‘If you love something, let it go’, the saying goes. By that metric, brutish father and estranged husband Antoine (Denis Menochet) has no love left in him for the family that is attempting to escape. Whether it’s through emotional blackmail, interrogating children, or simply a vice-like physical grip, Antoine holds onto his ex-wife Miriam (Lea Drucker) and terrified offspring like a predator desperate for a meal. His campaign of harassment and terror forms the backbone of Custody’s story, making for one of the most boldly hateful lead characters in recent memory, a bravura performance matched by a sensational breakout turn from child actor Thomas Gioria as 11 year old Julien.
It’s joint custody of Julien for which Antoine is filing – his daughter Josephine (Mathilde Auneveux) is turning 18, old enough to escape the hostilities – and his shrewd lawyer wins it for him in a mediation hearing. It’s a scene full of very dense dialogue, and as Antoine’s lawyer makes his case, the judge is drawn in by it, even if the audience can see his true goals. He’s not seeking to take care of his child out of love, but wants to rip him away from his mother out of spite.
The first weekend that Julien and Antoine spend together is horribly stressful and anxious. Debut writer-director Xavier Legrand keeping his focus on the tight, trapped spaces that Antoine’s bear-like frame effortlessly fills, blurring the line between the parental and imprisoned definitions of ‘custody’. It would be uncomfortable regardless, but Gioria’s performance elevates to a place of sickening distress. It’s an incredibly grown up piece of work, Gioria utterly convincing in even the most invasive of close-ups, as Julien has to quickly learn to strategise how best to keep his father at bay and his mother safe. So much of the film rests on Gioria, and Legrand’s Best Director prize at Venice is more than earned for coaxing this performance out of him.

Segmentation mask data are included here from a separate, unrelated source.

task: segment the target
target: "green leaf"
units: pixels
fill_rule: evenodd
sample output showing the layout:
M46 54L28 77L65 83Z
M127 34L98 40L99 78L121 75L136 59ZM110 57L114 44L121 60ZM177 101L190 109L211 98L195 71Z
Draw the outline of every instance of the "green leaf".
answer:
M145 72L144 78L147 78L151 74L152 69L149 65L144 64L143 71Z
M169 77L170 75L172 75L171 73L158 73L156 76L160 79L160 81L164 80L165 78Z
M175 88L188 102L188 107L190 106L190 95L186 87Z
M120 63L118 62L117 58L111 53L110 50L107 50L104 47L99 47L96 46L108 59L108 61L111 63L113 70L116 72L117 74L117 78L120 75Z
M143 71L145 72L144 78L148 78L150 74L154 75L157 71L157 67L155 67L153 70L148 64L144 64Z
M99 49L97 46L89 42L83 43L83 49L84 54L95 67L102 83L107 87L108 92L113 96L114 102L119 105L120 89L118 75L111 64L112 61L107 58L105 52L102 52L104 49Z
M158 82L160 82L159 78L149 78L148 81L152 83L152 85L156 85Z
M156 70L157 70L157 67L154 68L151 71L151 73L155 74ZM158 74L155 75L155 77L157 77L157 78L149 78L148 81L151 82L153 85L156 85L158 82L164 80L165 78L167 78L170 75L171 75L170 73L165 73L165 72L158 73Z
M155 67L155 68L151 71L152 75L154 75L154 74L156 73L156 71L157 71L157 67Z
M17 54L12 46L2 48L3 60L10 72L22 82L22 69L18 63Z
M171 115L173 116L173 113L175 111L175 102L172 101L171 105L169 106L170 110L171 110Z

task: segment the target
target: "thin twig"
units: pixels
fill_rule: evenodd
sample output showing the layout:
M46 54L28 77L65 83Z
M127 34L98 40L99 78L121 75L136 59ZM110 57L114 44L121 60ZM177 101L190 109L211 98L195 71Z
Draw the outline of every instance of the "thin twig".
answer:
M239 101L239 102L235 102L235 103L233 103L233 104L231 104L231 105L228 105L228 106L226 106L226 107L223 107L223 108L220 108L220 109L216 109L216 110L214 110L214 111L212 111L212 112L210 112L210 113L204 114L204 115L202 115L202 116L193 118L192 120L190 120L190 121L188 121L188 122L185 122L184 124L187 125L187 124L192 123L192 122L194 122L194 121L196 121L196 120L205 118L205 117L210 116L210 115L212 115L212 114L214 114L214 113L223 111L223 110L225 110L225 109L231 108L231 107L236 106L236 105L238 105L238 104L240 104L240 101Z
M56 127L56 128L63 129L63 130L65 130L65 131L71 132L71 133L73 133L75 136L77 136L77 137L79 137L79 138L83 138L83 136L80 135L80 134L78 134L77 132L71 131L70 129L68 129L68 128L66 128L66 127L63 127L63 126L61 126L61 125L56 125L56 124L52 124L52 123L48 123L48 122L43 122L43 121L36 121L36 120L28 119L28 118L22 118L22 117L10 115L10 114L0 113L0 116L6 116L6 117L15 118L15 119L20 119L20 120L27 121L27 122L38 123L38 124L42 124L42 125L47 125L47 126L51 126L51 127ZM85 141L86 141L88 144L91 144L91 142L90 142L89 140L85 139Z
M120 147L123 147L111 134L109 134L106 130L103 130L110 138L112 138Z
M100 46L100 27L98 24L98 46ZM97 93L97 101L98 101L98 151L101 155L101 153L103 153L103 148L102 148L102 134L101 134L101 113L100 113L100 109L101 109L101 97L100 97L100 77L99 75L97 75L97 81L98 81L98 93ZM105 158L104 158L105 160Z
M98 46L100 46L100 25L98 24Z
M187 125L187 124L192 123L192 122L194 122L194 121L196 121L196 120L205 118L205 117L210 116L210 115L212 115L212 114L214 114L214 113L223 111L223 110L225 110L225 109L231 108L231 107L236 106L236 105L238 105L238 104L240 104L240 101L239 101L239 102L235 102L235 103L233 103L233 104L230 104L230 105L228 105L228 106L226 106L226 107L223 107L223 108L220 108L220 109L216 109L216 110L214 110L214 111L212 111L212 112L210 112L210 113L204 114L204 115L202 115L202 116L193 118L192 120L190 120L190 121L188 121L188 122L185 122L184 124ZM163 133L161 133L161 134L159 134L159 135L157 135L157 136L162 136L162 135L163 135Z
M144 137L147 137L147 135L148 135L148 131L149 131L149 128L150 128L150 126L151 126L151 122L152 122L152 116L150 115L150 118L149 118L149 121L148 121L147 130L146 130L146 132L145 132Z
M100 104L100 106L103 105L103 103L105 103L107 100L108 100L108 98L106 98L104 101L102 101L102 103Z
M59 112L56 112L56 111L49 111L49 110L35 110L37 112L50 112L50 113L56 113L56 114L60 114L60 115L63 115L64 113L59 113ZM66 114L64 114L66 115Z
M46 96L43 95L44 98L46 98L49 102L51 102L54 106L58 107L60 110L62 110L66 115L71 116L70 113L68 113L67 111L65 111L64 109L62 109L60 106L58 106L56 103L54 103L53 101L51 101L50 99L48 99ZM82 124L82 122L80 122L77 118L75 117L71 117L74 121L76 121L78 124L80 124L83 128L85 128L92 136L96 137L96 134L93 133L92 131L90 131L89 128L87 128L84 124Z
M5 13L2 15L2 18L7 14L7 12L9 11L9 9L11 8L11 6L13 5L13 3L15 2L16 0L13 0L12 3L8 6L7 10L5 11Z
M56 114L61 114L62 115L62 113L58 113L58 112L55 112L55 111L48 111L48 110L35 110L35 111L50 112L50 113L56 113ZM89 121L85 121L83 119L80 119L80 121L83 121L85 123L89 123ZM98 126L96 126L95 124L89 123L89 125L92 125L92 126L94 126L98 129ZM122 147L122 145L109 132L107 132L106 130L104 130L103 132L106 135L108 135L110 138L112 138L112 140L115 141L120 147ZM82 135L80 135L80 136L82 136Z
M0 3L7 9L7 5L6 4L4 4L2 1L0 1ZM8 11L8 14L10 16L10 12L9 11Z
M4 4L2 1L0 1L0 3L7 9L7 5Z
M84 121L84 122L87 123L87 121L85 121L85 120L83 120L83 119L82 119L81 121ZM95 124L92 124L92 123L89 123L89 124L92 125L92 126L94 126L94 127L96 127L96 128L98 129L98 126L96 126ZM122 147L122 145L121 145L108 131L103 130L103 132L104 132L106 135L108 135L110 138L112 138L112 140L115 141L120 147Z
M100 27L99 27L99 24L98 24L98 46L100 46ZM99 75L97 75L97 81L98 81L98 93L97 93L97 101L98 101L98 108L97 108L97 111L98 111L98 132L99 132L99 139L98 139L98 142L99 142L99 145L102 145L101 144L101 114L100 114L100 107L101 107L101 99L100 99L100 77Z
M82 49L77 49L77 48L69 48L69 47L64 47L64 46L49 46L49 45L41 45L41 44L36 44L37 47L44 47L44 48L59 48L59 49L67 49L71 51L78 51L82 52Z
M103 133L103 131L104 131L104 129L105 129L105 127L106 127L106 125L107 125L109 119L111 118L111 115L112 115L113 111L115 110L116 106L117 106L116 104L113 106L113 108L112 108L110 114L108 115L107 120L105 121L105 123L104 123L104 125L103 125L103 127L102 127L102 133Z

There isn’t a weak link amongst the cast, and though Josephine’s almost entirely subtextual subplot does peter out somewhat, Auneveux is afforded one astonishing moment performing ‘Proud Mary’ at a party. The song seems to go on endlessly, even though Josephine would so clearly rather be elsewhere, and her attempts to disguise her feelings are brutally upsetting. The strength of the central performances are Custody’s greatest asset, selling every moment even as the plot takes some predictable, over-dramatic turns.
There’s no question as to which parent is more fit, nor even any doubt that Antoine is an utter monster, so, for its central dramatic thrust, the film has to follow its logic of ever-worsening assaults on the family to an explosive end that doesn’t quite ring true. That’s not to say that it isn’t heart-stopping in the moment though, a tense and oddly cathartic climax to 90 minutes of horribly believable stress.